Pour s'unir pleinement, les héros devront se détacher de ce passé et s'aimer dans la même temporalité. Gabel sépare clairement les deux entre la tonalité onirique des scènes du passé (superbe envolée lors de la danse) et la noirceur du présent avant d'entretenir le flou à nouveau symbolisé par Susan Hayward s'illuminant enfin parmi les vivant dans une très belle séquence romantique où elle abandonne enfin ses tenues austères.

Le mystère s'éclaircit (un peu) mais le charme est maintenu lors de la conclusion flamboyante dans la plus pure tradition du genre. Vraiment une belle découverte, d'autant qu'il semble bien que ce soit la seule réalisation de Martin Gabel surtout acteur.

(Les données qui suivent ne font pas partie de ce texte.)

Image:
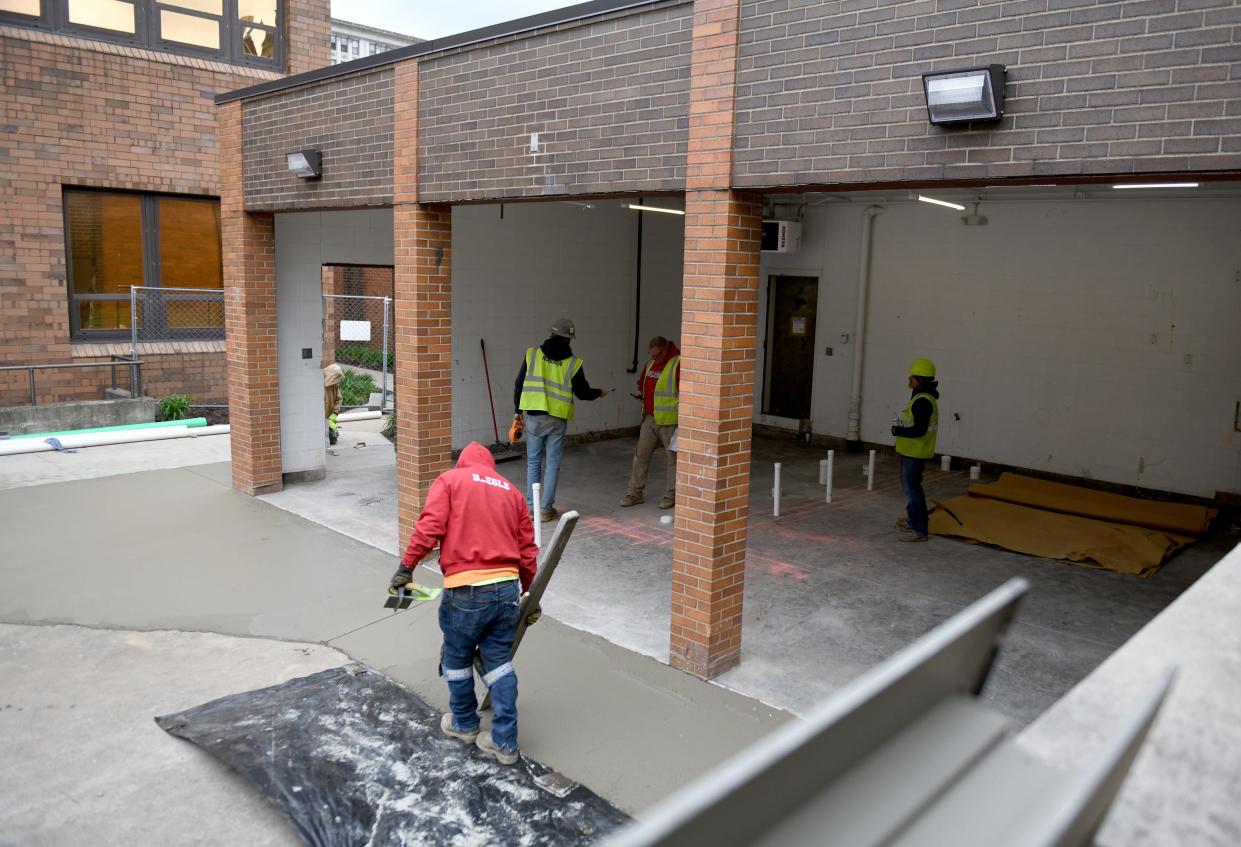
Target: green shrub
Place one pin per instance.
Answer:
(174, 407)
(359, 356)
(355, 388)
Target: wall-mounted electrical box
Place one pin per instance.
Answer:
(782, 236)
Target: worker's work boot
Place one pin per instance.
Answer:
(487, 744)
(449, 728)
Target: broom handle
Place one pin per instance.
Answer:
(490, 399)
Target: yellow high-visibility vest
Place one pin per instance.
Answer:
(667, 401)
(922, 447)
(549, 386)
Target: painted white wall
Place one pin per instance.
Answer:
(304, 242)
(514, 275)
(1091, 337)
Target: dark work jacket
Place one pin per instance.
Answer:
(921, 411)
(555, 350)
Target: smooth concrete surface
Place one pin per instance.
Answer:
(178, 549)
(76, 414)
(93, 461)
(829, 590)
(1187, 780)
(83, 760)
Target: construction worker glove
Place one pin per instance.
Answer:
(400, 579)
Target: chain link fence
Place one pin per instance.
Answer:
(358, 335)
(175, 314)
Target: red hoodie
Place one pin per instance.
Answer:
(479, 520)
(649, 377)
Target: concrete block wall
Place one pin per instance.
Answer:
(608, 98)
(514, 275)
(832, 92)
(348, 119)
(304, 242)
(1092, 337)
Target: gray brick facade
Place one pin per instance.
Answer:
(832, 92)
(608, 98)
(349, 119)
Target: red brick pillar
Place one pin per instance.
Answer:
(248, 246)
(719, 336)
(422, 237)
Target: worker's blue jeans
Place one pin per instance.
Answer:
(545, 437)
(916, 499)
(482, 618)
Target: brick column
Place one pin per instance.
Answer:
(719, 337)
(422, 299)
(248, 246)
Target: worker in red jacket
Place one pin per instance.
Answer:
(488, 556)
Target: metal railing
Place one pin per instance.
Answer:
(132, 362)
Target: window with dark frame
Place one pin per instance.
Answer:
(114, 239)
(237, 31)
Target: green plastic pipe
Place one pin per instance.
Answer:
(189, 422)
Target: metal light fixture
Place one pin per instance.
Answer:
(958, 97)
(307, 164)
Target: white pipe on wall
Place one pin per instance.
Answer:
(868, 231)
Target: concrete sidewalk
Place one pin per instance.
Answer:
(178, 549)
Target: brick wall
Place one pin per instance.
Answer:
(87, 113)
(349, 119)
(607, 97)
(830, 92)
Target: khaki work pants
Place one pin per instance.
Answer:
(649, 437)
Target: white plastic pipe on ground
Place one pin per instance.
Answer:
(103, 439)
(535, 496)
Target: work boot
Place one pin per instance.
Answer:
(448, 728)
(487, 744)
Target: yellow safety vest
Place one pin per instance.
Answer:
(665, 392)
(549, 386)
(922, 447)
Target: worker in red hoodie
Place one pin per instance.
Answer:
(659, 383)
(488, 556)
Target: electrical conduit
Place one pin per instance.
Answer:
(868, 231)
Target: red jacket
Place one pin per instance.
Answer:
(479, 520)
(649, 377)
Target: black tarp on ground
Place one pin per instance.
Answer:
(353, 759)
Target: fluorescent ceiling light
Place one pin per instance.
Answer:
(941, 202)
(638, 207)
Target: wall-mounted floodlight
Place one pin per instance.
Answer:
(941, 202)
(307, 164)
(958, 97)
(639, 207)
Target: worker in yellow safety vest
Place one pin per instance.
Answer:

Film pas facile a touver, uniquement sorti en dvd en en Espagne (mais trouvable sur amazon) et sans sous-titres sinon espagnols. Copie pas extraordinaire mais regardable.

Et je viens de tomber dessus en cherchant une bande annonce le film est en entier sur youtube avec sous-titres anglais (et la copie est bien meilleure que mon dvd) donc occasion en or de le voir avant que le lien saute.